Apple iPod Classic – a design icon but the range has never been lauded for sonic excellence

Apple iPod Classic – a design icon but the range has never been lauded for sonic excellence

Conversely, audio codecs can be used to test and improve loudspeakers. Using a state-of-the-art speaker designed according to psychoacoustic criteria, it becomes immediately obvious how bad DAB, MiniDisc and MP3 are and that the only lossy codec that has any merit is AAC (at an adequate bit rate). It is not uncommon when demonstrating such speakers for people to assume that the signal source is some exotic high-bit-rate recording when it is simply a competently engineered CD.

To make such loudspeakers, the starting point has to be good knowledge of how the human auditory system (HAS) works, since that defines the problem. Once the problem is understood, the solution lies in the application of good engineering.

It is important to realise that the HAS evolved as a survival tool to help find food and a mate, whilst avoiding becoming a meal for something else. Given the dubious biological nature of the transducer itself, sophisticated mental processes have evolved to make the best of it.
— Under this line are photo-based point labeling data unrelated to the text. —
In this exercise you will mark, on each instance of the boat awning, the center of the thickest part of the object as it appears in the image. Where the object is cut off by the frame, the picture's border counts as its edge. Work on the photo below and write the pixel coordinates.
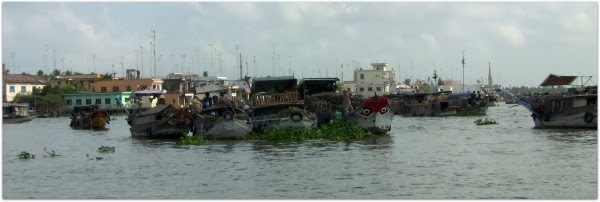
(210, 88)
(556, 80)
(154, 110)
(317, 85)
(274, 84)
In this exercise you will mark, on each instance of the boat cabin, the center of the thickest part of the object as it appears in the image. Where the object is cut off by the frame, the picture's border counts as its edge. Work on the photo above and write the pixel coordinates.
(11, 110)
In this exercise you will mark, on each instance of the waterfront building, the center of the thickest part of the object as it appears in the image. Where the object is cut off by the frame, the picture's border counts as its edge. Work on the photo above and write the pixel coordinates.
(14, 84)
(105, 100)
(86, 81)
(378, 80)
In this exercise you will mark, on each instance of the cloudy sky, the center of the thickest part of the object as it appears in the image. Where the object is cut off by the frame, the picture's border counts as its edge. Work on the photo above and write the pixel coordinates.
(524, 42)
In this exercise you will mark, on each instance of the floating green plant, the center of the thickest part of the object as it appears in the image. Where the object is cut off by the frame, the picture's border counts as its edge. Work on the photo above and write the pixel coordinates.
(192, 140)
(26, 155)
(50, 154)
(485, 121)
(336, 130)
(106, 149)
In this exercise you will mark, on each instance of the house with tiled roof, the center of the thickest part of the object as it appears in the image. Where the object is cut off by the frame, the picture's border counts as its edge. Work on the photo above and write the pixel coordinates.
(14, 84)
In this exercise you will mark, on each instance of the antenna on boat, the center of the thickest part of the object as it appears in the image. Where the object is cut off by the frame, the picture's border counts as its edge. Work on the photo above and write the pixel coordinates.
(463, 62)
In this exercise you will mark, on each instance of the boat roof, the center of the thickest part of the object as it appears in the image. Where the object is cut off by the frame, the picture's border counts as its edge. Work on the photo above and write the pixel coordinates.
(154, 110)
(210, 88)
(147, 93)
(278, 84)
(557, 80)
(14, 105)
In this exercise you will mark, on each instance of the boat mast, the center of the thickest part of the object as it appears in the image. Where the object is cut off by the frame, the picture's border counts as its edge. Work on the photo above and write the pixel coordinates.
(463, 62)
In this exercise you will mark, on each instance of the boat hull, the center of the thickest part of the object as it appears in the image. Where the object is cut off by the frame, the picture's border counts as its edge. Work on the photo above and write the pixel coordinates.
(17, 120)
(568, 120)
(228, 129)
(375, 115)
(159, 130)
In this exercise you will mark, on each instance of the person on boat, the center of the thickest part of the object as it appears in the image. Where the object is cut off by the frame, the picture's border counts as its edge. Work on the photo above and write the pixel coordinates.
(224, 98)
(207, 100)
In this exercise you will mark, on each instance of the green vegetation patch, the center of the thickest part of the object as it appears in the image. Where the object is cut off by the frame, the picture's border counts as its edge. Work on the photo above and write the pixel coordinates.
(192, 140)
(337, 130)
(50, 154)
(106, 149)
(26, 155)
(485, 121)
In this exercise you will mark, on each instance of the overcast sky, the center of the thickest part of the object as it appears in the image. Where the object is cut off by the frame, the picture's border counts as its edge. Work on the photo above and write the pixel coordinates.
(523, 41)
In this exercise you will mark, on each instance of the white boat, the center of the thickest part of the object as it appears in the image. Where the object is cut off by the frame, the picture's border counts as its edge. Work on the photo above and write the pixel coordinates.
(374, 114)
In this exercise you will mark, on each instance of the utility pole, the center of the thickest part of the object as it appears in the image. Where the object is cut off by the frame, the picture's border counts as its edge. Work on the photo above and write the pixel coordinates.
(463, 62)
(212, 63)
(154, 51)
(54, 58)
(142, 61)
(122, 67)
(274, 61)
(94, 61)
(46, 58)
(240, 59)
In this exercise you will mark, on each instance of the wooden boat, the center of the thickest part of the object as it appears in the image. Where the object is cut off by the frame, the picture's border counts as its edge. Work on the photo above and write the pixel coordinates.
(275, 103)
(160, 120)
(89, 117)
(15, 113)
(222, 123)
(374, 114)
(320, 97)
(572, 110)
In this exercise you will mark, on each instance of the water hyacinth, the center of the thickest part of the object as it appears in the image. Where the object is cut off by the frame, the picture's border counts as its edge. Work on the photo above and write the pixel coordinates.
(26, 155)
(485, 121)
(336, 130)
(106, 149)
(50, 154)
(192, 140)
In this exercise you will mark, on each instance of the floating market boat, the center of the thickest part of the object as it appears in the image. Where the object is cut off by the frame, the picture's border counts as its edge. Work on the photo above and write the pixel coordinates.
(15, 113)
(221, 121)
(578, 109)
(275, 103)
(160, 120)
(374, 114)
(320, 97)
(89, 117)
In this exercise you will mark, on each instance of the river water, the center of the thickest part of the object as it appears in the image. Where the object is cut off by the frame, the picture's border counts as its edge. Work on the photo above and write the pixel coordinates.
(421, 158)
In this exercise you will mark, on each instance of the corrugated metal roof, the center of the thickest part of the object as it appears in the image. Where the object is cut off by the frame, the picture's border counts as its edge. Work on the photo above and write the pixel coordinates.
(210, 88)
(19, 78)
(154, 110)
(556, 80)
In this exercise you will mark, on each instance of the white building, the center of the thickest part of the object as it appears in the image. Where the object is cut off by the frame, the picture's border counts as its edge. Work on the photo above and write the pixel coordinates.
(18, 83)
(378, 80)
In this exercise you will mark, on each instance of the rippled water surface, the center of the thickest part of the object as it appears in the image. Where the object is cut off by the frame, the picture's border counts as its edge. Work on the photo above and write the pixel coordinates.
(421, 158)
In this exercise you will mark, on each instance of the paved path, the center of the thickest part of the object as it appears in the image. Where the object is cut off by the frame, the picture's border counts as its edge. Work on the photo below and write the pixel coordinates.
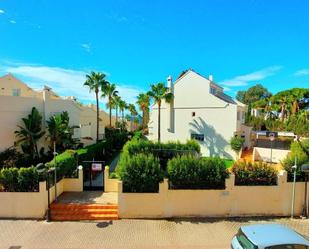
(141, 234)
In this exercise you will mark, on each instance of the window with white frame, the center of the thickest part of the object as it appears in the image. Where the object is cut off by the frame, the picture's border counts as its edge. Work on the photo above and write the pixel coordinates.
(198, 137)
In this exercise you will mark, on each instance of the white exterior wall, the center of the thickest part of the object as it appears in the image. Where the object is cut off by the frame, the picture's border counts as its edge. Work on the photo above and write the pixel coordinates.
(13, 109)
(214, 118)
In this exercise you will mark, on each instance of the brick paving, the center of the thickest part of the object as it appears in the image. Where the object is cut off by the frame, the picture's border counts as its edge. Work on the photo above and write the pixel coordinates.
(146, 234)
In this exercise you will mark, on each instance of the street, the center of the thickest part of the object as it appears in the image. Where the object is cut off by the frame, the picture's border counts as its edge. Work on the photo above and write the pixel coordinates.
(174, 233)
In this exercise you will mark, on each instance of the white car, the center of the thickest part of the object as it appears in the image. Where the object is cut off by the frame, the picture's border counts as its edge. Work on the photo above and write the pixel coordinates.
(268, 236)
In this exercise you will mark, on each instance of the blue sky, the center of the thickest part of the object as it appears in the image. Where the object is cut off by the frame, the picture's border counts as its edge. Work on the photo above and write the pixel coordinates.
(138, 42)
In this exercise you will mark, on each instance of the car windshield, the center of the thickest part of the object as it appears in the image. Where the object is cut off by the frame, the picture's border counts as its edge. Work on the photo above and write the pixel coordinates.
(244, 241)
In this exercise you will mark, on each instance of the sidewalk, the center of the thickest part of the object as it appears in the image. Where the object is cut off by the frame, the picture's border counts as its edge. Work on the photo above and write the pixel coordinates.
(174, 233)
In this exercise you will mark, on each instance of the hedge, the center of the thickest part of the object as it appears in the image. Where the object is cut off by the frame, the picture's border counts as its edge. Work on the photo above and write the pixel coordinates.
(163, 151)
(253, 174)
(19, 180)
(68, 161)
(188, 172)
(140, 173)
(298, 151)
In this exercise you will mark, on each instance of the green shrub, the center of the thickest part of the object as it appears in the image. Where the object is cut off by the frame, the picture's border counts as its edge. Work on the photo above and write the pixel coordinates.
(65, 164)
(163, 151)
(251, 174)
(9, 179)
(297, 151)
(19, 180)
(28, 180)
(188, 172)
(140, 173)
(236, 143)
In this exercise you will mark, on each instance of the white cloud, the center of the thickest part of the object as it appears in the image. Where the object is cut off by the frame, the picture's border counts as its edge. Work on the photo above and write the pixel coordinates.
(302, 72)
(86, 47)
(243, 80)
(65, 82)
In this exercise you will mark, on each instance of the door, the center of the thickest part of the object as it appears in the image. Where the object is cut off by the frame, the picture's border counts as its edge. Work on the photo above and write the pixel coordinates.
(93, 175)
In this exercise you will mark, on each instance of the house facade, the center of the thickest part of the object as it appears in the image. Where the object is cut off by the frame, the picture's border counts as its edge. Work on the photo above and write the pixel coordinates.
(17, 100)
(200, 110)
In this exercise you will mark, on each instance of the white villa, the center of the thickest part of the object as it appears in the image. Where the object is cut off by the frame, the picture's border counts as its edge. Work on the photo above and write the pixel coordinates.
(17, 100)
(202, 111)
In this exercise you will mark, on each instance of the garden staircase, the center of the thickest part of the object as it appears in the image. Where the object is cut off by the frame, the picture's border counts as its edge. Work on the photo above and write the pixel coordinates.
(84, 211)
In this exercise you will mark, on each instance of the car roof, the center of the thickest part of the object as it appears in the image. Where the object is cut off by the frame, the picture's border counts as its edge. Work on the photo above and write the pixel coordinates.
(272, 234)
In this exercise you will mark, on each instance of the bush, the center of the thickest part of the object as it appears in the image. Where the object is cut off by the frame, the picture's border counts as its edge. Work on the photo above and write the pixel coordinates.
(297, 151)
(163, 151)
(65, 164)
(19, 180)
(252, 174)
(236, 143)
(140, 173)
(188, 172)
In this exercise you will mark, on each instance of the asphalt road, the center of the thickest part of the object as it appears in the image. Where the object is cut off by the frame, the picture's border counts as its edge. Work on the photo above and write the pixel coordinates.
(146, 234)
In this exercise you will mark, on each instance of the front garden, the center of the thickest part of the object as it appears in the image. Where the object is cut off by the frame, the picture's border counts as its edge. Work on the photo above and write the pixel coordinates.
(143, 164)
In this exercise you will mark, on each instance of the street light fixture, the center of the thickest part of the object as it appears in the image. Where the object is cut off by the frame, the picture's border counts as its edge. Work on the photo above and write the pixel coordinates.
(305, 169)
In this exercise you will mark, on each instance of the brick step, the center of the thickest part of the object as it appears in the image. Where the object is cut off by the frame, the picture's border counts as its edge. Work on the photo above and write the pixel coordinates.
(83, 211)
(84, 217)
(77, 211)
(72, 206)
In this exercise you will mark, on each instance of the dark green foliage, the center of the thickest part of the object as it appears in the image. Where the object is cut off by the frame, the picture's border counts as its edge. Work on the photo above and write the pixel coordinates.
(298, 151)
(19, 180)
(28, 179)
(236, 143)
(188, 172)
(65, 163)
(140, 173)
(164, 151)
(252, 174)
(29, 134)
(61, 133)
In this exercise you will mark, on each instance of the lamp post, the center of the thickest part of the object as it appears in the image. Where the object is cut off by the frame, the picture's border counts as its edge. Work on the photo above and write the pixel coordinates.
(55, 170)
(305, 169)
(271, 138)
(294, 167)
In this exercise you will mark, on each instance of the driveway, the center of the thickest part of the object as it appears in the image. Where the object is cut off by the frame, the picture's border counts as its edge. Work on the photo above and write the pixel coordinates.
(146, 234)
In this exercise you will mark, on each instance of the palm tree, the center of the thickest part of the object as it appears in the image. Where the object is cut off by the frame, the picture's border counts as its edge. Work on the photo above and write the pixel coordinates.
(95, 82)
(110, 92)
(117, 100)
(122, 107)
(133, 112)
(29, 134)
(143, 100)
(158, 93)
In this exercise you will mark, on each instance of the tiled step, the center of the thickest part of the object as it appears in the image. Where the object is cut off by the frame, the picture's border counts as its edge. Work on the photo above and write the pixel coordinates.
(74, 211)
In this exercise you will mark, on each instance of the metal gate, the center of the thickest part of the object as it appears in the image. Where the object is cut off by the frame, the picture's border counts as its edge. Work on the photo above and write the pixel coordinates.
(93, 175)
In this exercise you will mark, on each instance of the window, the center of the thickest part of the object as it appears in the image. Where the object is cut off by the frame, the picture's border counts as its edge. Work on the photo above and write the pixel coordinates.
(16, 92)
(198, 137)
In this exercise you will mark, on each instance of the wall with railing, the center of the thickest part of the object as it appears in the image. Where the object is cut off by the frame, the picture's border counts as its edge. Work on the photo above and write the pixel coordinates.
(232, 201)
(34, 204)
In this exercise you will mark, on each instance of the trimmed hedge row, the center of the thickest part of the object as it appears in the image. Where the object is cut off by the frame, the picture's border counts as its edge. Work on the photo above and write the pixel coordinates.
(254, 174)
(19, 180)
(188, 172)
(163, 151)
(68, 161)
(140, 173)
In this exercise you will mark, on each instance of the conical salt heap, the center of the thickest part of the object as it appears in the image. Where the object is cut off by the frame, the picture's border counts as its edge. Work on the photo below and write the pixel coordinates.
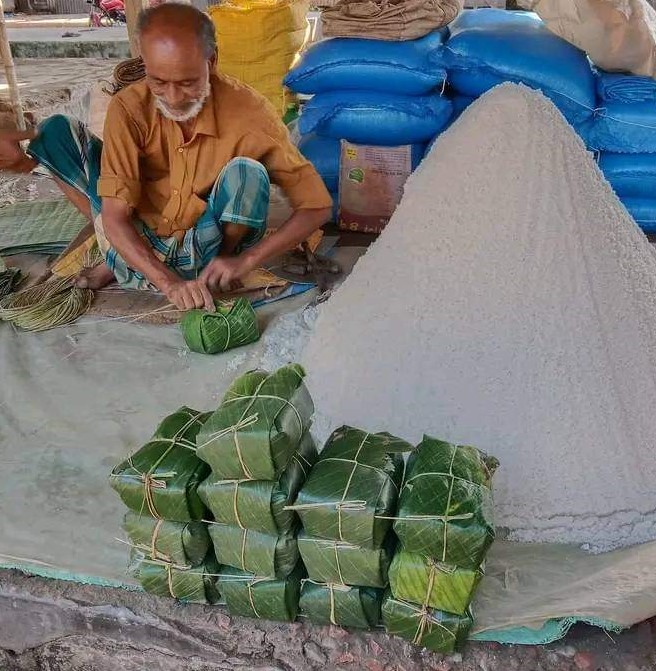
(509, 304)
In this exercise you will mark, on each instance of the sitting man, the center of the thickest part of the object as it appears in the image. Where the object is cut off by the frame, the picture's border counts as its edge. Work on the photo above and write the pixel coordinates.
(179, 191)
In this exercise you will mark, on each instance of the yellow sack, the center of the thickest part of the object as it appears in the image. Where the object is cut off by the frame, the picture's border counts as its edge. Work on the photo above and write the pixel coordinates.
(258, 41)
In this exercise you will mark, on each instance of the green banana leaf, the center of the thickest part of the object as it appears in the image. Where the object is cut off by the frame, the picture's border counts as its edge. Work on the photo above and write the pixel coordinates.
(259, 505)
(445, 507)
(248, 595)
(232, 325)
(259, 425)
(252, 551)
(331, 561)
(426, 627)
(341, 605)
(182, 543)
(185, 583)
(352, 490)
(421, 580)
(161, 479)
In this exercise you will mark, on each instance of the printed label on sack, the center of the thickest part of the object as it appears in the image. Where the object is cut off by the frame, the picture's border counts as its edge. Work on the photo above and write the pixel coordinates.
(371, 185)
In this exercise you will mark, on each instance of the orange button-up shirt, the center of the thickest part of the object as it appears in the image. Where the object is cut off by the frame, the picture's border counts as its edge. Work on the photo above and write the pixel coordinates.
(147, 163)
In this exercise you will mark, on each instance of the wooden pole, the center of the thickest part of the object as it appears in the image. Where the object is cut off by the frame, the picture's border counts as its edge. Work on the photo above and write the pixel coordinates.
(10, 72)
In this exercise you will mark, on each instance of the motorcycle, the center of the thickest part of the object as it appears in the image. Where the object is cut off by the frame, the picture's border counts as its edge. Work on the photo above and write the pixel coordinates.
(105, 13)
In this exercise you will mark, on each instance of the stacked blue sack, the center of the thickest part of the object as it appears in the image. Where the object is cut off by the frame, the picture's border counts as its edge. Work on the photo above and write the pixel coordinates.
(624, 132)
(487, 47)
(370, 92)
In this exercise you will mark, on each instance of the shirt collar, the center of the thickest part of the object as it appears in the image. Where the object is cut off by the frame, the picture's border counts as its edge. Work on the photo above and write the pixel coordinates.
(206, 123)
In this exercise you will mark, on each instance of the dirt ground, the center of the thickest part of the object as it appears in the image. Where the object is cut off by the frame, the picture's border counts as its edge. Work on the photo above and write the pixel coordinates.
(48, 625)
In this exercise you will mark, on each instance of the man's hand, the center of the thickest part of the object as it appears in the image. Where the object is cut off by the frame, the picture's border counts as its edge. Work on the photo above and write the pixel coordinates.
(12, 156)
(224, 272)
(189, 294)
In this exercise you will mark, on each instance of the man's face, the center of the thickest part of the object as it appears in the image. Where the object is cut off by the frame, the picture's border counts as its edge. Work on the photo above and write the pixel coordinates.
(178, 76)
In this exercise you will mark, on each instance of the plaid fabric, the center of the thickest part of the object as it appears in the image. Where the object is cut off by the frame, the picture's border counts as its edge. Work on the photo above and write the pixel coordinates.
(240, 195)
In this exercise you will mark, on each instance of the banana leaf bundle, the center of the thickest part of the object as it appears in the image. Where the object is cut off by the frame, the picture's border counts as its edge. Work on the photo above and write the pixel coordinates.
(232, 325)
(341, 605)
(196, 584)
(445, 508)
(258, 427)
(259, 505)
(162, 478)
(252, 551)
(421, 580)
(182, 543)
(331, 561)
(352, 490)
(427, 627)
(248, 595)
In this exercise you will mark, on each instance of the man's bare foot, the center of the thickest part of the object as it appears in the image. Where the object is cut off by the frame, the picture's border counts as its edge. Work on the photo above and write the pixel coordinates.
(94, 278)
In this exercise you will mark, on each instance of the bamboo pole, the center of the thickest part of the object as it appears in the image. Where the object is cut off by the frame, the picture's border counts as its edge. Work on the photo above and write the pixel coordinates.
(10, 72)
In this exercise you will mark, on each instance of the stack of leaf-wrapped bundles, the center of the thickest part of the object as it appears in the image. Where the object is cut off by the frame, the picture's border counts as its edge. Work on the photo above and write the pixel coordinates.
(445, 527)
(171, 548)
(259, 447)
(347, 506)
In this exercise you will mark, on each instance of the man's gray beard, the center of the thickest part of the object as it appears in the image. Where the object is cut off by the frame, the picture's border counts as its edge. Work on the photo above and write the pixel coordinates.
(194, 110)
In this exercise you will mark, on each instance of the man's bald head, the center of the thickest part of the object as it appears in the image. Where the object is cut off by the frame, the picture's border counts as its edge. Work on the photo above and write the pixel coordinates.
(178, 23)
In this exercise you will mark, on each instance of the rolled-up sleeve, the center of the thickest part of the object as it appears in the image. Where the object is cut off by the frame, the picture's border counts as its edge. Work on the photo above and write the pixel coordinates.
(119, 172)
(288, 169)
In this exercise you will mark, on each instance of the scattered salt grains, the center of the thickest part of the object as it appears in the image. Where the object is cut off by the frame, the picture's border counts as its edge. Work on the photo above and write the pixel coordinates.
(509, 304)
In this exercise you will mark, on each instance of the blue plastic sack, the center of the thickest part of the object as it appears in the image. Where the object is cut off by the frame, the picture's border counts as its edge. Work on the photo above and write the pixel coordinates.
(630, 175)
(373, 65)
(624, 128)
(371, 117)
(616, 87)
(491, 46)
(323, 153)
(643, 210)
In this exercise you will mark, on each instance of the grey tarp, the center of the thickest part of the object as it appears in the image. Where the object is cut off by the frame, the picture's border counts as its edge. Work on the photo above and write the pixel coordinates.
(77, 400)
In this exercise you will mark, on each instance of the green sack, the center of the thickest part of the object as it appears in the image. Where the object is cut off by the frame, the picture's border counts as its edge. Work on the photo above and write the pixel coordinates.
(232, 325)
(341, 605)
(183, 543)
(445, 507)
(260, 504)
(352, 490)
(264, 598)
(429, 628)
(258, 426)
(261, 554)
(185, 583)
(161, 479)
(416, 578)
(331, 561)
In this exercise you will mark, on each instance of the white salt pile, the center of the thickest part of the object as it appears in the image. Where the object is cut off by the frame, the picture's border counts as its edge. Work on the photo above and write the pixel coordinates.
(510, 304)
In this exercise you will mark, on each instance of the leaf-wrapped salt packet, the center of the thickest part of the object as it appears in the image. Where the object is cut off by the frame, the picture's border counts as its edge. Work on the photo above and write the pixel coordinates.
(191, 584)
(258, 426)
(249, 595)
(341, 605)
(419, 579)
(260, 504)
(426, 627)
(352, 490)
(445, 508)
(233, 324)
(255, 552)
(331, 561)
(182, 543)
(161, 479)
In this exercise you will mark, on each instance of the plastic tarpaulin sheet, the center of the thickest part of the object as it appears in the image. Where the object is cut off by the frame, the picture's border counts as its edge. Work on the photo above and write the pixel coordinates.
(76, 400)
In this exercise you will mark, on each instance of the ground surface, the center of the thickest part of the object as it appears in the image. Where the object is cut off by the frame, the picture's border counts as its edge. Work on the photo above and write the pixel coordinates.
(57, 626)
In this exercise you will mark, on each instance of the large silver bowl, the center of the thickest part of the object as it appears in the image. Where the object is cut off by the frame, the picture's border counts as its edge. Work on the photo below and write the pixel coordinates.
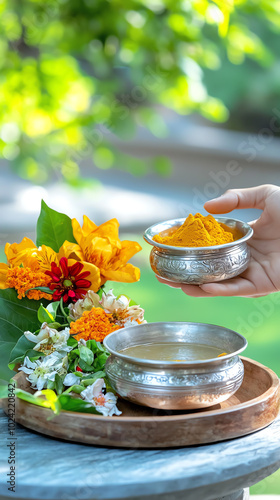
(198, 265)
(175, 385)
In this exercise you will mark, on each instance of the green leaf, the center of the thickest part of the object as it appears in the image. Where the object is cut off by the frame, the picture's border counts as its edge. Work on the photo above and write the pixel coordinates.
(85, 366)
(44, 316)
(88, 381)
(86, 354)
(92, 345)
(72, 342)
(74, 404)
(16, 317)
(3, 389)
(52, 308)
(99, 362)
(74, 388)
(53, 228)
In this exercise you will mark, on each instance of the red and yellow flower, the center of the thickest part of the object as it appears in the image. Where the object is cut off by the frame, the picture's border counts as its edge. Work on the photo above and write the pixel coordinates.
(98, 256)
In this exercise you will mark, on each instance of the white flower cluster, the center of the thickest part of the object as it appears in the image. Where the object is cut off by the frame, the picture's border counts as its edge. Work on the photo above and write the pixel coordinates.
(39, 372)
(124, 315)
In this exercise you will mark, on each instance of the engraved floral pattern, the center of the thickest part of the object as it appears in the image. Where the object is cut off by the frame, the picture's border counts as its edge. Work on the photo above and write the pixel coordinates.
(204, 268)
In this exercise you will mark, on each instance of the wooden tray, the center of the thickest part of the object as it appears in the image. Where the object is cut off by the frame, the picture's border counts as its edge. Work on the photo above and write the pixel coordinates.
(254, 406)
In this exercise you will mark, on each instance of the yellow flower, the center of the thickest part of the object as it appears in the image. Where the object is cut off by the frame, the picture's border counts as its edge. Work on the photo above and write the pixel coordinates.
(94, 324)
(23, 278)
(23, 253)
(3, 275)
(101, 246)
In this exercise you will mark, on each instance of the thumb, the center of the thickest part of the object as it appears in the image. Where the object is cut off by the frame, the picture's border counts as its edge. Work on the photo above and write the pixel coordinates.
(239, 198)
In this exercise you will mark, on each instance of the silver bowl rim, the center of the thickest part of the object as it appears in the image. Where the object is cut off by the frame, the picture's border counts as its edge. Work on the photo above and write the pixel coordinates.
(177, 364)
(151, 229)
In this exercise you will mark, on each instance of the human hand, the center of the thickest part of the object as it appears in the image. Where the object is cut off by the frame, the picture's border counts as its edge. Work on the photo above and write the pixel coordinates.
(263, 274)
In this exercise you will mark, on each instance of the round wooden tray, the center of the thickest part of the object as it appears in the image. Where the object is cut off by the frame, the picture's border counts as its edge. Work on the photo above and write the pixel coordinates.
(254, 406)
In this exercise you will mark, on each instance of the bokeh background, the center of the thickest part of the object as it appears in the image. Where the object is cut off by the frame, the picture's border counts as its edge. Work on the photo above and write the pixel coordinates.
(142, 110)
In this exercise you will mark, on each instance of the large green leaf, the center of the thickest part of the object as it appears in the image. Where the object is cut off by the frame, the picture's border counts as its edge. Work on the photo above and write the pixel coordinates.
(16, 317)
(53, 228)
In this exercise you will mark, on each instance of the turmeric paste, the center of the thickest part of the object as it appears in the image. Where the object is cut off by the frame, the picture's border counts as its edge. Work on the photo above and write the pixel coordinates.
(197, 231)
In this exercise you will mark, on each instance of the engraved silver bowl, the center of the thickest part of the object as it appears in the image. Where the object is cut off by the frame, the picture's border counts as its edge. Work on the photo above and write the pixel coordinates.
(172, 385)
(198, 265)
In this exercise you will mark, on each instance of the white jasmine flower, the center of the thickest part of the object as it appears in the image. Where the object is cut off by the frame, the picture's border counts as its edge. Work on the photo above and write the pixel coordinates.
(90, 300)
(123, 314)
(49, 340)
(71, 379)
(104, 403)
(39, 372)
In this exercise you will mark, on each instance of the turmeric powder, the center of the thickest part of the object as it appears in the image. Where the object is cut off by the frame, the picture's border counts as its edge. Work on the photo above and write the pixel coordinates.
(197, 231)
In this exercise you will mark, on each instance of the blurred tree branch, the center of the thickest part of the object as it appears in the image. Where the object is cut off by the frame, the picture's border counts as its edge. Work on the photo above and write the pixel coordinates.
(72, 70)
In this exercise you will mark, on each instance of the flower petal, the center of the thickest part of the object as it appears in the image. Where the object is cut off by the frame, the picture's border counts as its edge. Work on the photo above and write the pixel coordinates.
(3, 275)
(126, 274)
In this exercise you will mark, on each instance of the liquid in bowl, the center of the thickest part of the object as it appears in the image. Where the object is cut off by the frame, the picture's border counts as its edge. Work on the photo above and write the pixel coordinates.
(172, 351)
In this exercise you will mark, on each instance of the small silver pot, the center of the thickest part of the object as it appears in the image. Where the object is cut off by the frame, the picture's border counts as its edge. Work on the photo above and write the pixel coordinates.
(198, 265)
(175, 385)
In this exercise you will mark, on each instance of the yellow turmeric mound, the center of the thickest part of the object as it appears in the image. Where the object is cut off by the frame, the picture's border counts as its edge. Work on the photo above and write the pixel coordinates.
(197, 231)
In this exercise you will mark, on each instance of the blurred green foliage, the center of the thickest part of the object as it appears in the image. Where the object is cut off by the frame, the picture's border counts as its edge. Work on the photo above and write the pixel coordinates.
(73, 72)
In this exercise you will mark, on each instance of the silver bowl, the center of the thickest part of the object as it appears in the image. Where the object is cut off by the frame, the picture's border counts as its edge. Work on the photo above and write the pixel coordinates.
(175, 385)
(198, 265)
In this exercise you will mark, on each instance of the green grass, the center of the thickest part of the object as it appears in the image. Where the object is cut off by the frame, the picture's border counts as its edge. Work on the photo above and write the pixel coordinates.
(257, 319)
(261, 329)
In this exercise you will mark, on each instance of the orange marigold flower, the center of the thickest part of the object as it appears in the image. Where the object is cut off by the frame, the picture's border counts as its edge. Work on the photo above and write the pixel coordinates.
(94, 324)
(23, 278)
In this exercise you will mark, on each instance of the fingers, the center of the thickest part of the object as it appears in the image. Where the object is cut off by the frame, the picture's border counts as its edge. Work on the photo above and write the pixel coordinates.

The most important contribution hearing can provide to survival is the location of a potential threat and an estimate of its size. The HAS is very good at it, even in the presence of reflections. It does this a lot better than any modern microphone can, because microphones don’t have brains.

Quantum of Solace

Evolutionary Bond: our survival has depended on locating sound direction and identifying the size of the threat
Source: Quantum of Solace, EON Productions

With two horizontally displaced ears, the most reliable directional information comes from the difference in time of arrival of wave fronts at the ears. The true source must be the one that results in the first version of a given sound. The HAS is working in the time domain, constantly attempting to correlate sounds from each ear to identify the first version and sounds from both ears to determine the direction. It can do this most effectively with transients, or events, since these can carry timing information.

The corollary is that a sine wave has no bandwidth and according to Shannon carries no information. This is easy to grasp. Once you have seen a few waves of a sine wave, you are not going to find anything new if the waveform continues indefinitely.